Sur les demandes accessoires
Monsieur [LL] [H], qui succombe, supportera les dépens, en application de l'article 696 du code de procédure civile.
Il serait inéquitable de laisser à la charge des consorts [AF] les frais exposés par eux dans la présente instance et non compris dans les dépens. La somme de 1500 euros lui sera donc allouée au titre de l'article 700 du code de procédure civile.

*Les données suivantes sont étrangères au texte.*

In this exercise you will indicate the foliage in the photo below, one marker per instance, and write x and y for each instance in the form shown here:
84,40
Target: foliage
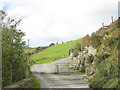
53,53
90,59
106,62
95,40
52,44
13,56
85,40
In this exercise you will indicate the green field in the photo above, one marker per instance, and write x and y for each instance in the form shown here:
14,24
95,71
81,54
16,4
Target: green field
54,53
30,50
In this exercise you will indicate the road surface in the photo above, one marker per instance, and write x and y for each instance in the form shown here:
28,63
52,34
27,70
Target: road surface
45,74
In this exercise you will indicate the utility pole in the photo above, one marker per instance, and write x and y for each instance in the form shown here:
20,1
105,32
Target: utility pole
103,25
112,18
80,58
27,73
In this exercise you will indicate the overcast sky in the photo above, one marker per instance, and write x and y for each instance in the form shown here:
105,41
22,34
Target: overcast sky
46,21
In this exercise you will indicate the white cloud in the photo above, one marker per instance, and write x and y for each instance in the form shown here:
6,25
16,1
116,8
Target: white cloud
54,20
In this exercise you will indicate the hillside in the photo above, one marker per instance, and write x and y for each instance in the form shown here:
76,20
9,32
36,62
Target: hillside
102,68
53,53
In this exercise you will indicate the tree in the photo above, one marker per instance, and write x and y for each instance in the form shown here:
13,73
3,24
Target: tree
13,57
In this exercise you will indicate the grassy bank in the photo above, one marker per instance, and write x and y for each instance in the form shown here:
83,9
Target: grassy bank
54,53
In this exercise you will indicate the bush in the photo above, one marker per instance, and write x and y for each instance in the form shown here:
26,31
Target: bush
95,40
90,59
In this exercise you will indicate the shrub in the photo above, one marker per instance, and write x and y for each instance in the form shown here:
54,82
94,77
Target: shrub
95,40
90,59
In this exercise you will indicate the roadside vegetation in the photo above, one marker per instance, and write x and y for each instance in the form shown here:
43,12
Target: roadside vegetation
104,66
14,58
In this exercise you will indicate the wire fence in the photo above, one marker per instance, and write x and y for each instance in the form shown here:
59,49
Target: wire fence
13,74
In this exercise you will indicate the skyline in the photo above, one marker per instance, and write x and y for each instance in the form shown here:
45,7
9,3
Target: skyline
47,21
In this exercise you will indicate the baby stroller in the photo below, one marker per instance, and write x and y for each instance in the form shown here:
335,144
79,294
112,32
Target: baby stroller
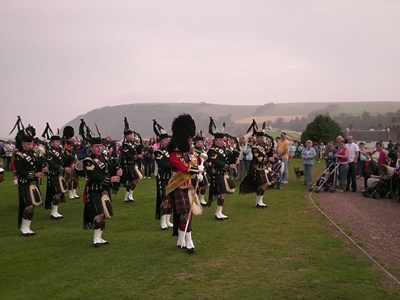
277,169
381,185
327,179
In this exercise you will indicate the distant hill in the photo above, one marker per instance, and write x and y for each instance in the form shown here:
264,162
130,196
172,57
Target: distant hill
237,117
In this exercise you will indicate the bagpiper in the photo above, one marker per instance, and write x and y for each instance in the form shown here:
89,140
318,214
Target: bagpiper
219,165
200,149
161,155
181,186
58,167
131,153
97,192
28,169
69,144
259,178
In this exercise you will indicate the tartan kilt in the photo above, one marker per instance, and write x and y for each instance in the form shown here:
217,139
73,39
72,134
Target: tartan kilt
133,173
180,200
262,177
25,199
205,182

Il sera rappelé que la présente décision est exécutoire à titre provisoire, conformément à l'article 514 du code de procédure civile.
PAR CES MOTIFS,
Le juge des contentieux de la protection statuant publiquement, après débats en audience publique, par décision mise à disposition au greffe contradictoire et en premier ressort,
CONSTATE que les conditions de délivrance à Monsieur [LL] [H] par Monsieur [B] [AF], Madame [W] [AF], Madame [X] [AF], Madame [D] [AF], Monsieur [R] [AF], Monsieur [P] [AF], Madame [PK] [AF], Madame [ZF] [AF], Madame [AB] [AF], Monsieur [VG] [AF] et Monsieur [HM] [AF], d'un congé pour vente relatif au bail conclu le 9 février 2021 et concernant l'appartement à usage d'habitation, avec cave et box accessoires, situé [Adresse 6], sont réunies et que le bail a ainsi expiré le 9 février 2024 ;
ORDONNE en conséquence à Monsieur [LL] [H] de libérer les lieux et de restituer les clés dans le délai de quinze jours à compter de la signification du présent jugement, sous astreinte de 50 euros par jour de retard à compter de la signification de la décision et ce sur une durée de 18 mois sans qu'il y ait lieu se réserver la compétence pour la liquidation ;
DIT qu’à défaut pour Monsieur [LL] [H] d’avoir volontairement libéré les lieux et restitué les clés dans ce délai, les consorts [AF] pourront, deux mois après la signification d’un commandement de quitter les lieux, faire procéder à son expulsion ainsi qu’à celle de tous occupants de leur chef, y compris le cas échéant avec le concours d’un serrurier et de la force publique ;
DIT n'y avoir lieu à ordonner l'enlèvement, le transport et la séquestration des meubles éventuellement laissés sur place et rappelons que le sort du mobilier garnissant le logement est prévu par les articles L.433-1 et suivants du code des procédures civiles d'exécution ;
CONDAMNE Monsieur [LL] [H] à verser aux consorts [AF] une indemnité mensuelle d’occupation provisionnelle d'un montant équivalent à celui du loyer et des charges, tel qu'il aurait été si le contrat s'était poursuivi (4837,62 euros en janvier 2024), à compter du 10 février 2024 et jusqu’à la date de la libération effective et définitive des lieux, caractérisée par la restitution des clés ;
RAPPELLE que les paiements intervenus postérieurement au 10 février 2024 viennent s'imputer sur les sommes dues conformément à l'article 1342-10 du code civil et viennent ainsi en déduction des condamnations ci-dessus prononcées ;
REJETTE le surplus des demandes ;
CONDAMNE Monsieur [LL] [H] à verser aux consorts [AF] la somme de 1500 euros au titre de l'article 700 du code de procédure civile ;
CONDAMNE Monsieur [LL] [H] aux dépens ;
RAPPELLE que la présente ordonnance est exécutoire de plein droit à titre provisoire.